Horizon Lines today said it plans on slashing its trans-Pacific container service, Five Star Express (FSX), between the U.S. West Coast, Guam and China starting in the fourth quarter. The last voyage of the FSX service from China is scheduled to depart Shanghai on November 2, 2011. Horizon Lines said it will also suspend ocean services to Guam and surrounding islands.

“This has been a very difficult decision in light of the tremendous contributions from our associates, and our organized labor and vendor partners, who have worked so hard to make the FSX service a success,” said Stephen H. Fraser, President and Chief Executive Officer. “Our decision to exit this highly volatile market will allow Horizon to focus on our core domestic ocean shipping services, and provide the opportunity to produce a more profitable and stable financial performance over time.”

The company expects to cease all operations related to the FSX service during the fourth quarter and does not expect to reinstate the service in the future.

Horizon Lines added that the five Hunter-Class D-8 vessels operating in the FSX service and leased from Ship Finance International Limited through 2018 to 2019 are planned to be laid up as of now.

Horizon Lines launched the FSX service in December 2010, following expiration of a long-term space charter agreement with Maersk Line. The service offers eastbound transit between Ningbo and Shanghai in China and Los Angeles and Oakland on the U.S. West Coast. The westbound leg of the FSX service provides transit between the U.S. West Coast, Guam, Micronesia and the Northern Mariana Islands.

While the FSX service met volume and vessel utilization expectations, freight rates from China to the United States have fallen more than 37% in the past 12 months to the lowest level since the worldwide recession of 2008-2009. At the same time, the average price of bunker fuel has climbed more than 40% since the launch of the service.

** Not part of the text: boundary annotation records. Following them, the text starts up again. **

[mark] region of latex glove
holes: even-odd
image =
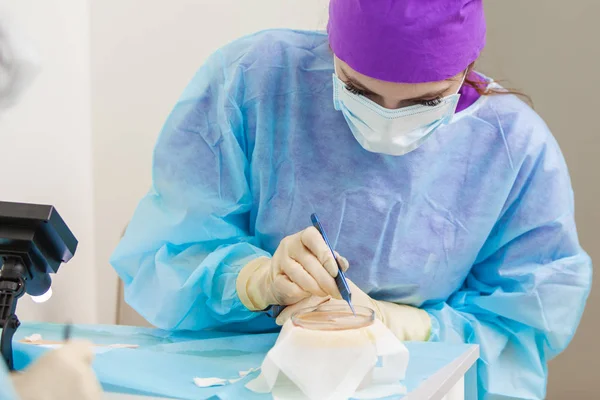
[[[352,292],[352,304],[356,307],[367,307],[375,312],[375,317],[387,326],[398,339],[405,341],[427,341],[431,334],[431,318],[426,311],[419,308],[395,304],[388,301],[374,300],[363,292],[352,281],[348,286]],[[293,306],[286,307],[277,317],[277,324],[284,325],[292,315],[302,309],[316,309],[321,305],[348,306],[344,300],[331,297],[313,296]],[[350,309],[348,309],[349,311]]]
[[[342,270],[348,261],[336,253]],[[273,258],[248,263],[236,281],[238,296],[251,311],[290,305],[312,295],[341,298],[333,279],[338,266],[319,231],[310,227],[285,237]]]
[[[89,343],[69,342],[13,373],[13,386],[20,400],[99,400],[102,388],[92,370],[93,358]]]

“Given current market conditions and foreseeable future expectations, discontinuing the FSX service is the appropriate decision for the company,” said Mr. Taylor. “It will allow us to focus all of our resources on serving customers in the very solid domestic ocean markets in Alaska, Hawaii and Puerto Rico.”

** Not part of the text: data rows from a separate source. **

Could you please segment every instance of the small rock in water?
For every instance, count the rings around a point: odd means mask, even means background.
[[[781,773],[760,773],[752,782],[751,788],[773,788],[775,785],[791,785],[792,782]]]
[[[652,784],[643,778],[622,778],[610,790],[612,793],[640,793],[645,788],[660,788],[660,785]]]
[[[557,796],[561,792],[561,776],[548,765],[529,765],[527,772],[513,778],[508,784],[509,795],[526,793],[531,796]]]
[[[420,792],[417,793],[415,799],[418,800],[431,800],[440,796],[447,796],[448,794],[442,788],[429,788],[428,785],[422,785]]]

Copied and pasted from gCaptain

Matson Assures Guam/CNMI/Micronesia Business Community of Shipping Stability Following Horizon Lines Exit from Trade

OAKLAND, Calif., Oct 25, 2011 (BUSINESS WIRE) –

In response to Horizon Lines’ announcement that it will be discontinuing its Guam service effective November 10, Matson assured customers that it has the vessel capacity and necessary equipment to handle the additional volume and maintain existing levels of service without requiring any new fleet deployments. Matson’s U.S.-flag ships currently provide weekly service to Guam and have available capacity to absorb the increased demand. In addition, the financial stability of Matson’s Guam service, which includes calls in Hawaii and China, has a solid track record that has weathered volatility in the Transpacific trade in recent years.

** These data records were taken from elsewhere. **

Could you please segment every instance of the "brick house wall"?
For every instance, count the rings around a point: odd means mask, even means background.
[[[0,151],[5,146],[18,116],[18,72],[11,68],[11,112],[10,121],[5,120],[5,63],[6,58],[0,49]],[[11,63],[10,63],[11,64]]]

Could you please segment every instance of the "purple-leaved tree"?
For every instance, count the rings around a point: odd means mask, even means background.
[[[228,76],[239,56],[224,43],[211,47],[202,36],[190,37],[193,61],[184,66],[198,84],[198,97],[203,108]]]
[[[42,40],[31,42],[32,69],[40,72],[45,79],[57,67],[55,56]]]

“Matson has been serving Guam continuously since 1996 and remains firmly committed to delivering reliable vessel schedules for the region’s business community,” said Dave Hoppes, senior vice president, ocean services. “Our service encompasses all major ports on the West Coast, with Honolulu serving as a transshipment hub for Guam-destined cargo. We will do what is necessary to ensure that all Guam cargo currently moved from the U.S. will be efficiently accommodated, without compromising the service standards that Guam’s business community knows today. That commitment extends to the Commonwealth of the Northern Marianas Islands, the Republic of Palau, the Federated States of Micronesia and the Republic of the Marshall Islands. While we fully expect a new entrant to succeed Horizon Lines in the future, we are confident we can provide the needed stability in the trade during this transition period as well as over the long haul.”

Matson has begun mobilizing its sales and operations teams on the U.S. Mainland and in Guam to meet the challenges faced by the businesses impacted by the upcoming change in service. The company will focus on ensuring that the transition is as smooth as possible and that all service issues are addressed.

Matson provides ocean transportation services to Hawaii, Guam, China and Micronesia, as well as logistics services through its subsidiary, Matson Logistics. Matson is a wholly owned subsidiary of Alexander & Baldwin, Inc. of Honolulu (NYSE: ALEX).